Donald Weber

Practice supervisor

Donald Weber teaches in both the BA Photography and the Master Photography & Society at the Royal Academy of Art in The Hague.

Prior to photography, Donald Weber was originally educated as an architect and worked with Rem Koolhaas in Rotterdam, The Netherlands.

Much of Weber’s work is concerned with making visible the technological, spatial, legal and political systems that shape our current condition – the infrastructures of power. For him, the role of photographer is that of ’translator’ or ‘interpreter’— to present information in a convincing, precise, and accessible manner – qualities which are crucial for the pursuit of accountability. Weber’s work mediates between the ‘issue’ and the forum (the audience).

He has been recognized with a Guggenheim Fellowship, the Lange-Taylor Prize, the Duke and Duchess of York Prize, and shortlisted for the Scotiabank Photography Prize, amongst other citations.

He serves on the faculty of the Royal Academy of Art in The Hague, The Netherlands, of which he helped to develop and lead the new Master Photography & Society program. Weber is a PhD candidate in the Centre for Research Architecture at Goldsmiths University, London.

Curious for an impression of the aims and scope of the Master Photography & Society study? Read below some of the contributions by Donald Weber in international print and online publications.

Teaching the Photobook
The PhotoBook Review / Issue 019

Q: How do you incorporate the photobook into your teaching?

A: I teach a class in the Photography & Society master’s program called Visual Methods. While it is not explicitly about the photobook, we look at mediums of circulation for photography, and the photobook is obviously a critical strategy.
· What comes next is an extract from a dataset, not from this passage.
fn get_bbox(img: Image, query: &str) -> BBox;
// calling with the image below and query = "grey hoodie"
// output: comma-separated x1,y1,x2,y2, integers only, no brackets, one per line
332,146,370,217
We start with the early twentieth century and look at works by the Worker-Photography movement of Germany in the 1920s and early 1930s, the Soviet “Factographers” of the same era, the New York Photo League and the FSA photo collection, and continue on into the 1970s with activist artists/photographers such as Fred Lonidier, Chauncey Hare, Martha Rosler, and Jo Spence. We look at “protest” books and other modes of resistance via printed matter that come from the vernacular, or what we could term “from below,” rather than sanctioned by state institutions. The book (rather loosely interpreted) indeed can and should circulate as a means of offering an alternative to the illusion of a singular, linear program. We look at books as a means of being “operative”—not as a claim of reflecting reality, but of actively transforming reality through the act of photography and circulation. That means bookmaking as an action, a process, an operation. In the second year, students need to activate and circulate their project beyond the sterile confines of the academy and must participate in society. So, through the publication, we ask, “Who is photography for?” rather than, “Is it art?”

Q: Do you focus on the history of the book as a medium; theories around editing, sequencing, etc.; or do you focus on the practice and practical matters of bookmaking?
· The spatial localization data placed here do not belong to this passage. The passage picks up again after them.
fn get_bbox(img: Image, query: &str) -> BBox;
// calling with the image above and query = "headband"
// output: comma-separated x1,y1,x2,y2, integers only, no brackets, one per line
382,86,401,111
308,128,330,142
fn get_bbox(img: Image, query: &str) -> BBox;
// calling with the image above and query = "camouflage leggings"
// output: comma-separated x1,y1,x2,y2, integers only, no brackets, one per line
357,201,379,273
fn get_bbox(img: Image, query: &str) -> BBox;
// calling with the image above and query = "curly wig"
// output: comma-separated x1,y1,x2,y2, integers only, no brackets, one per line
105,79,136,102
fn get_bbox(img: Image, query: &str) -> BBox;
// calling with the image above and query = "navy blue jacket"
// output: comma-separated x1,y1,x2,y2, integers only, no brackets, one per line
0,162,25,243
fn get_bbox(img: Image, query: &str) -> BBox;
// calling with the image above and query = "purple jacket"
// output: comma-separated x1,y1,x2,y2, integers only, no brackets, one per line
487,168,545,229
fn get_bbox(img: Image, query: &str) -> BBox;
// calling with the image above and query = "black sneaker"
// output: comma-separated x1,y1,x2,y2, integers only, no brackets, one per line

A: We concentrate on the historical trajectory of the photobook. We are very conscious that photography is a medium that demands attention to the various forms it may take. Beyond simply making pictures, in what ways are pictures enfolded into processes of circulation? We have guests come in to help students work on the elaboration of the final outcome; they also assist students in devising circulation plans and novel distribution ideas, and in thinking through questions of different publics. For us, the photobook is a gesture toward activation. It goes back to our concept of photography functioning operatively.

Q: What photobook-related assignments or classwork have you found useful in your teaching?
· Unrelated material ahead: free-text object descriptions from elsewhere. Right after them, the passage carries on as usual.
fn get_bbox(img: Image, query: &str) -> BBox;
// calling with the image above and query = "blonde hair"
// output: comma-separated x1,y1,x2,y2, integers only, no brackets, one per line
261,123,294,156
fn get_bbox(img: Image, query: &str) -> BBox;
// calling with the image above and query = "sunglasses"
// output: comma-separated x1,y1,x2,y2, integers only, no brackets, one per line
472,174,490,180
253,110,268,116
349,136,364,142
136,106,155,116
A: It’s always a nice exercise to pull apart the book and look at it from all these various perspectives. We conduct mapping exercises into the form and structure of a book, but also into the whole discursive practice of a book that is essentially a strategy of rumination, orchestration, and circulation. One text I regularly assign is Jan van Toorn’s essay “A Passion for the Real.” He is essentially writing about communication as a public practice, and what this means for image making in a neoliberal world order and marketing spectacle. So, not about photobooks explicitly, but absolutely essential reading for any photographer.

In February 2019, our student Gita Cooper-van Ingen conducted a Q&A about Photography & Society with our teachers Adam Broomberg, Oliver Chanarin, Donald Weber and Shailoh Phillips, published in Der Greif.

"We are very fortunate to be situated in this city, as hidden infrastructures of power are everywhere. The Hague materializes the values of democracy and justice, and yet the very economies that promote this ideology are embedded in the ecologies of war. The Peace Palace, International Criminal Court, Europol and various Tribunals are all situated within the city limits. To situate a Master program that is designed to confront power through the un-disciplining of photographic practice, we could not be in a better location. The Hague is governed by – and inhabits – the propaganda of security, internationalization and diplomacy. Here, the European project presents itself, as very fertile soil of exploration for any student who wants to question the conventional norms of art, to participate in a socially engaged and responsive practice, and to challenge and map the infrastructures of power."